Firefox telemetry unstoppable in PPA?
Since the integrity environment gunk, I've switched all boxes over to use Firefox as primary. This took a lot of configuring, as Firefox out of the box brings… a lot of stuff I don't want.
One of those things is telemetry — whatever that means to Mozilla — that was tamed only with a combination of an enterprise profile (hi sudo!) and user.js hacks.
However, the policy and user.js changes don't work on the Ubuntu box, where I've installed Firefox from the PPA to get it out from under Snap (and thereby usable with a password manager). The policy locks down and disables the right configs and the configs all have the right settings, but it keeps pinging incoming.telemetry.mozilla.org. Two Macs and a Pop!_OS box don't ping Mozilla at all with these settings.
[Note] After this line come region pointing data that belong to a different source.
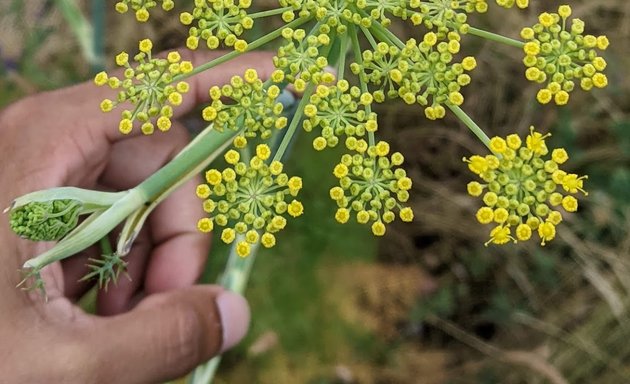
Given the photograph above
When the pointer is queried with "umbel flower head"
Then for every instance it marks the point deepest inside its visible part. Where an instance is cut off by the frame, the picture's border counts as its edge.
(301, 57)
(338, 110)
(448, 16)
(372, 187)
(560, 56)
(218, 22)
(510, 3)
(142, 7)
(249, 199)
(148, 87)
(338, 14)
(523, 188)
(422, 73)
(45, 220)
(252, 106)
No harm no foul, I just blocked them in NextDNS and laugh in their general direction. I just wonder what else is different in the PPA.
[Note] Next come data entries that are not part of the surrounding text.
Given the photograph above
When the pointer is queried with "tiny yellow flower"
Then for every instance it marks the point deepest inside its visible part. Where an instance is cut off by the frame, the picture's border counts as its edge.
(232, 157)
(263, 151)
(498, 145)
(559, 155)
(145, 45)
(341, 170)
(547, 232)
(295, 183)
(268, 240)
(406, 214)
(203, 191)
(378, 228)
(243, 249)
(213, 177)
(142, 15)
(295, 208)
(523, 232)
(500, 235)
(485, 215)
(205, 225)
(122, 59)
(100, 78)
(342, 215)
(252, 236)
Or just switch to LibreWolf.
i did try that but the never-dark mode blinded me. i understand the reasoning, but absolute anonymity isn't my own threat model; i'd like to be able to use themes and resize the window
That can be fixed at the cost of making yourself easier to fingerprint. There’s nothing LibreWolf does regarding privacy settings that you can’t undo, to my knowledge. But it will always be missing telemetry no matter what options you change.
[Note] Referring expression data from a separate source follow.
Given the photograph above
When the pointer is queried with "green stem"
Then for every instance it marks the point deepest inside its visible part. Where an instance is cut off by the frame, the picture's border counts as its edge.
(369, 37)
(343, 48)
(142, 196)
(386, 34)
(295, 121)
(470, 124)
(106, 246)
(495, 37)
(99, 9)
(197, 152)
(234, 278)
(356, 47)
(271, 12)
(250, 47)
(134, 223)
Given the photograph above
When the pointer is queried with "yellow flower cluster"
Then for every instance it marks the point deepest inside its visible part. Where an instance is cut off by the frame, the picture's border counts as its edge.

thanks, i'll look again. it's not that i love the idea of being fingerprinted; i just think that five mylar bags, four tin hats and a partridge in a pear tree won't save me from that. i need my password manager, and once that's in, enforcing a generic screen is silly - cow's out of the barn. but not having the arms race against pocket and telemetry would be a big bonus.
Like the no default dark mode for websites? I just use the Dark Reader extension.
You can turn that off. Go into about:config and look around for relevant settings.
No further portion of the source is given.